Kovid-19 Kolombiya’da 80 binden fazla can aldı. Günlük 470-500 arasında. Sağlık sistemi çöküşün eşiğinde, büyük kentlerin yoğun bakım üniteleri doldu. Öyle ki Bogota’nın Belediye Başkanı Claudia Lopez “Daha ne diyeceğimi bilmiyorum, uyarmak, yalvarmak...” diyor ama protestocular pandemiden olmasa ekonomik eşitsizliklerden öleceklerini söylüyorlar.
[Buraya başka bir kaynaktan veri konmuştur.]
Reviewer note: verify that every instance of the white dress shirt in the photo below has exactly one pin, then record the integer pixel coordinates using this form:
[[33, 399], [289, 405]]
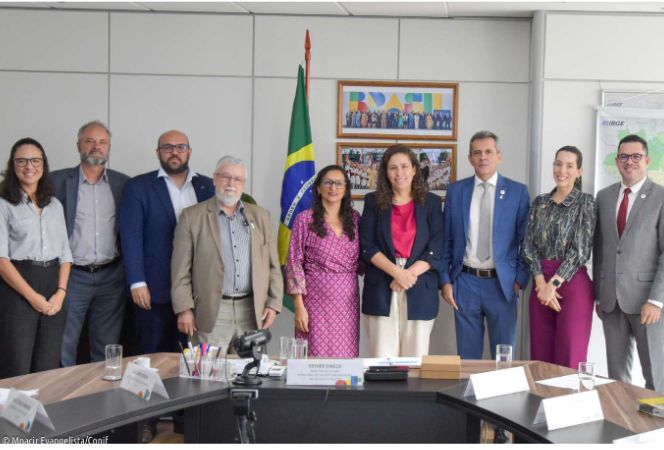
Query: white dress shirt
[[631, 196], [181, 198], [631, 199], [470, 258]]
Nüfusun sadece yüzde 8’in ilk doz aşı oldu. Hükümet özel sağlık şirketlerine aşı pazarlığı yetkisi verdi. Kolombiyalılar sosyal medyada aşı olmak için Miami’ye uçan üst düzey yetkililerle dalga geçerek rahatlamaya çalışıyorlar. Aynı tavrı, süresi bir sonraki skandala kadar olan yolsuzluk haberleri ve hesap vermeyen yöneticiler karşısında da çaresizce sergiliyorlar.

EVDE YİYECEK BİTTİĞİNİ GÖSTEREN BAYRAKLAR

Mahallelerde bir yıldır evde yiyeceğin bittiğini anlatmak ve yardım istemek üzere kızıl bayraklar asılıyor. Pandemi 50 milyon nüfuslu Kolombiya’da 3.6 milyon yeni yoksul yaratmış durumda. Nüfusun yüzde 42.5’u yoksuluk sınırında. Yüzde 63.8›i asgari ücretle geçiniyor ki aylık 270 dolara denk. Bir Kongre üyesinin aylık maaşı 9 bin 450 dolar. Ek olarak aylık bilet kotaları, kurşun geçirmez araçlar, sigorta, cep telefonu ve personel maaşları var. Geçenlerde Başkan Yardımcısı Marta Ramirez, emekçileri kendilerini Kovid-19’dan koruyamamakla eleştirip pandemiyi ‘marka değerleri için fırsat olarak kullanmalarını’ salık vermiş.

Kolombiya, Latin Amerika’nın en sağlam ‘neoliberal kalesi’... ABD yönetimlerinin varlıklarına el koydurup yaptırımlarla inlettiği Venezuela için çıkarttığı gürültünün binde biri Kolombiya için yok.